The underground scene has since evolved quite a bit and the boundless admiration I had then has now turned to fear.
As our connected world is expanding each day, an evil is grunting in the darkness of cyberspace. Nation states, criminal organizations, hacktivists and cyber armies are now competing to collect undetected safety leaks in order to build cyberweapons.
The purpose of this? After ground, sea and air, cyber is now the fourth dimension of war, with unlimited range, high speed and low signature, and can inflict casualties similar to a nuclear bomb.
Welcome to World War 3.0
An increased convergence of Cyber and Physical worlds
The internet of things is expanding our connected realm at a crazy pace. Today, most modern countries’ critical infrastructures are one way or another connected and operated through computer code.
The level of chemicals within a water treatment plant is regulated by a piece of software. Same goes for most of the life-saving instruments in a hospital, for transport systems and nuclear plants.
As soon as these infrastructures are connected, they might be disrupted, disabled or destroyed. Cutting the water supply, turning medical devices into lethal weapons and razing to the ground nuclear plants can be done from behind a laptop.
The United States (Cyber Command) and Israel (Unit 8200), worried about the Iranian nuclear program, opened Pandora’s Box by developing a sophisticated attack on the country’s main nuclear enrichment facilities.
Stuxnet, the worm they co-built, was of unprecedented complexity: twenty times the size of an average code including four zero days and almost no bugs.
It was able to jump the Natanz plant air-gap, to remain hidden for a while, recording all the normal activities and ultimately altering the spinning speed of the centrifuges in order to destroy them.
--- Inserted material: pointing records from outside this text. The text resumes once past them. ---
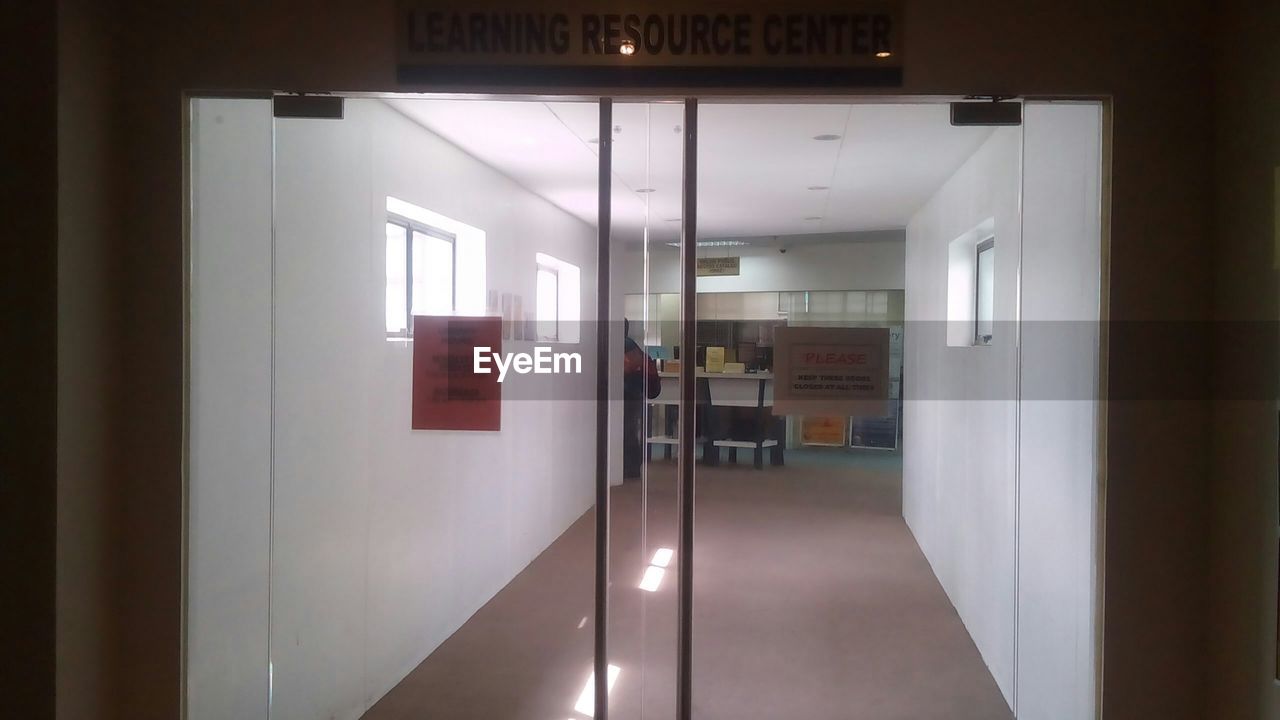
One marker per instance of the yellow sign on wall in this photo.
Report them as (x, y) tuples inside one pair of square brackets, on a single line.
[(823, 431)]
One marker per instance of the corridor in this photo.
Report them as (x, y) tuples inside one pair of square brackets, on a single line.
[(812, 601)]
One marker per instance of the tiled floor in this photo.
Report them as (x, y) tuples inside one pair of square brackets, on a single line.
[(812, 601)]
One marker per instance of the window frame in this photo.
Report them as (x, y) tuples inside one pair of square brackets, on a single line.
[(411, 227), (983, 246), (538, 322)]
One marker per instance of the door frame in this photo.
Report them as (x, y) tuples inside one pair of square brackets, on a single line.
[(690, 98)]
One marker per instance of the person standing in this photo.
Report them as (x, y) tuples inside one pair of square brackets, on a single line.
[(640, 382)]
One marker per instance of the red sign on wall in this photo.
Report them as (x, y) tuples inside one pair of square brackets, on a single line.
[(448, 393)]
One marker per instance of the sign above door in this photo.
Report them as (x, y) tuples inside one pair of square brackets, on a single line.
[(856, 44)]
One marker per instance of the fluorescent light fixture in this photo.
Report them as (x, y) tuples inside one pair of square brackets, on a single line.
[(652, 578), (586, 701), (716, 244)]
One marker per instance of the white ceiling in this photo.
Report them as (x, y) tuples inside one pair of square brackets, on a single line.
[(757, 162)]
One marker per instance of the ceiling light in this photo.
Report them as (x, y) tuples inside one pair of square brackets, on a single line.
[(716, 244), (652, 578)]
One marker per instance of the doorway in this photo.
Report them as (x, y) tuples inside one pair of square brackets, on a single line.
[(837, 563)]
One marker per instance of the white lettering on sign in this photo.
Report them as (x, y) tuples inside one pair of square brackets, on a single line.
[(720, 265), (543, 361)]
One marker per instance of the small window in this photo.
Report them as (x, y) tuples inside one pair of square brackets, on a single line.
[(421, 273), (557, 300), (984, 292), (548, 302)]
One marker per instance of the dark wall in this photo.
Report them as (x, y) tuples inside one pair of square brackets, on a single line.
[(1156, 60), (1247, 364), (28, 265)]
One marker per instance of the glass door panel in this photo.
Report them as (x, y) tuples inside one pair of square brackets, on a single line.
[(432, 573), (645, 200)]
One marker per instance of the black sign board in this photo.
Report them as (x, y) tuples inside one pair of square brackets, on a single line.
[(789, 45)]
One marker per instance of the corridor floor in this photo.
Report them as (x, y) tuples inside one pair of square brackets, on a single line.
[(812, 600)]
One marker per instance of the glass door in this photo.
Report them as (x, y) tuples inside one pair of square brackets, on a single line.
[(434, 329)]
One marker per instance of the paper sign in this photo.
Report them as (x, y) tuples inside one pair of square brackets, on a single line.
[(448, 395), (714, 359), (831, 372)]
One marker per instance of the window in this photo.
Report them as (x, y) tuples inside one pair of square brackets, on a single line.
[(421, 273), (984, 292), (548, 302), (558, 299)]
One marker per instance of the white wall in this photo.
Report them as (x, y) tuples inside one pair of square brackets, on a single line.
[(959, 410), (835, 265), (1057, 419), (385, 540), (1001, 495), (229, 488)]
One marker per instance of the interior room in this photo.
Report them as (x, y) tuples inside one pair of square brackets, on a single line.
[(935, 560)]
The magic of it was that Iranian engineers were unable to detect any malfunction since they were fed with previously-recorded normal data.
Stuxnet ended up destroying 1,000 of the 5,000 Iranian centrifuges.
An undeclared World War
For the first time in history, a computer code accomplished what until then could only be handled through bombing.
And when a coalition of countries target another country’s nuclear facility, it’s an act of war.
The United States have ignited WW3 the same way they ended the previous one: with the use of a new weapon.
However, something didn’t go as planned with Stuxnet, which incidentally spread and infected millions of machines all over the world. As a consequence, the formula for a secret weapon fell into the hands of the very countries it was meant to attack.
The problem is, the US is the country with the more advanced level of connection and interconnection of its critical infrastructures, and thus more vulnerable to cyber-attacks.
Feel the heat now?
Iran didn’t wait long to retaliate. In 2012, Iranian hackers used a DDoS attack against six major US financial institutions (two of which were Bank of America and J.P.Morgan Chase) and hacked into a small dam near New York — nothing big but a clear message: what was used against us can be turned against you.
Alex Gibney’s Zero Days reveals that Stuxnet was only a small chapter of a much larger and frightening operation: Nitro Zeus, which basically had the capacity to utterly shut down Iran…
The question is, how many dormant mass-disruption worms such as Stuxnet are out there, and what will they target next?
Unlike any other weapons, cyberweapons can be reproduced and distributed globally at no cost. A significant number of countries and stakeholders have called for an international agreement on the nonproliferation of cyber-weapons.
We might be short of a framework to reach such an agreement since most of the threats (nuclear, biological, radiological and chemical weapons) we’ve had to deal with so far were presumed to be accessible only to nation-states, while cyberweapons are widely accessible to non-state actors.
Furthermore, attribution in the cyber field is merely impossible. In this context, what would be the point in signing such an agreement?
It took the international community more than twenty years after Hiroshima to sign a non-proliferation treaty… there is still a long road ahead of us regarding cyberweapons.